Databases have knobs. Lots and lots of knobs. Whether it’s the classic PostgreSQL shared_buffers or something more obscure like Vertica’s resource pools, getting the knobs set to the “right” values for your workload has always been an essential performance tuning step.

The two hottest papers in this category both represent machine learning powered techniques, either using reinforcement learning or Bayesian optimization. The approaches building on these two works have made a lot of progress in both cloud and on-premises environments. Of particular note is the DB-BERT line of work from Immanuel Trummer’s lab at Cornell, which integrates LLMs into the already-ML heavy area, resulting in a database tuner that can, almost literally, “read the manual.”

Data cleaning and matching

Rank Title Year Non-self
Citations
Per
Year
9 Deep Entity Matching with Pre-Trained Language Models. 2020 66 13
14 HoloClean: Holistic Data Repairs with Probabilistic Inference. 2017 90 11
15 Deep Learning for Entity Matching: A Design Space Exploration. 2018 71 10

Database systems are only as useful as the data they contain! Garbage in, garbage out. Tools for data cleaning and entity matching are critical for bringing structure to chaos, enabling analysis and hopefully dredging up some of that good good Actionable Business Insight we love to talk about.
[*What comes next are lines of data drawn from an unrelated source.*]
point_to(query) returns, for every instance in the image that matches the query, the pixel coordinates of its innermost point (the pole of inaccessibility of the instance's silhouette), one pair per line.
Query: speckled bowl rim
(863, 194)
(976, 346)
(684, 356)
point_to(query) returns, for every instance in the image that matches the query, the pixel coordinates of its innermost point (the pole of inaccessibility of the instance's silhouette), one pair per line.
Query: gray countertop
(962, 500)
The prevailing trend, as you might imagine, is integrating LLMs and other recent ML inventions into traditional data cleaning and matching tools. While the latency of these systems still leaves something to be desired, the accuracy provided by these new LLM-enabled tools is sometimes orders of magnitude ahead of what we could do before.

Some good examples of this trend include Avanika Narayan’s work in Chris Re’s lab, which show that LLMs (“foundation models”) are quite effective at a number of data wrangling tasks. A slightly more involved approach is Nan Tang’s recent paper on relational pre-trained transformer (which is apparently almost all you need), which is directly trained for data cleaning tasks and can even operate on complex, non-1NF types like JSON (but we always put our databases into 3NF, right?).

What’s next?

Another year goes by and databases get a little faster, a little cleaner, a little easier to use, and a little smarter. Maybe next year the DataFusion team or the DuckDB team will make them a little cheaper! But nobody tell the VCs.
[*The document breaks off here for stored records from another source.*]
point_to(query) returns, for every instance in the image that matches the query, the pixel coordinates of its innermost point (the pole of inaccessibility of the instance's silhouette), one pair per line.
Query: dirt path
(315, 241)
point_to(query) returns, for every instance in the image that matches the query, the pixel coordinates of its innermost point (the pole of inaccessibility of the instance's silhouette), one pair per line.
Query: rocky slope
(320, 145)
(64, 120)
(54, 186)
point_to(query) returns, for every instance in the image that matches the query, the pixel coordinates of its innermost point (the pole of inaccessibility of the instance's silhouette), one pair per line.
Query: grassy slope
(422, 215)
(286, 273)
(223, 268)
Perhaps you want to hear the no-doubt enlightened opinion of me, your humble author? Well, I think smarter, faster, cheaper, and more accessible databases are great, but how come nobody is looking into making databases more polite? Look what happens if I misspell WHERE:

imdb=# select count(*) from title were production_year=2022;
ERROR:  syntax error at or near "production_year"
LINE 1: select count(*) from title were production_year=2022;

Frankly rude – no respect from PostgreSQL here. I guess if Mike Stonebraker raised me in a basement at Berkeley in the 80s, I might also be missing a few “pleases” and “thank yous” around the edges. Or maybe the middle is already hollow and the papers are all diarrhea, what do I know?

(If you actually want to know what I’ve been up to, check out our latest work on offline query optimization – SIGMOD papers coming soon!)

  1. I am an author of this paper.  2 3 4

  2. MonetDB is arguably an exception to this claim, since MonetDB could mmap larger-than-memory chunks, but I think it is reasonable to categorize MonetDB as a mostly in-memory analytics database.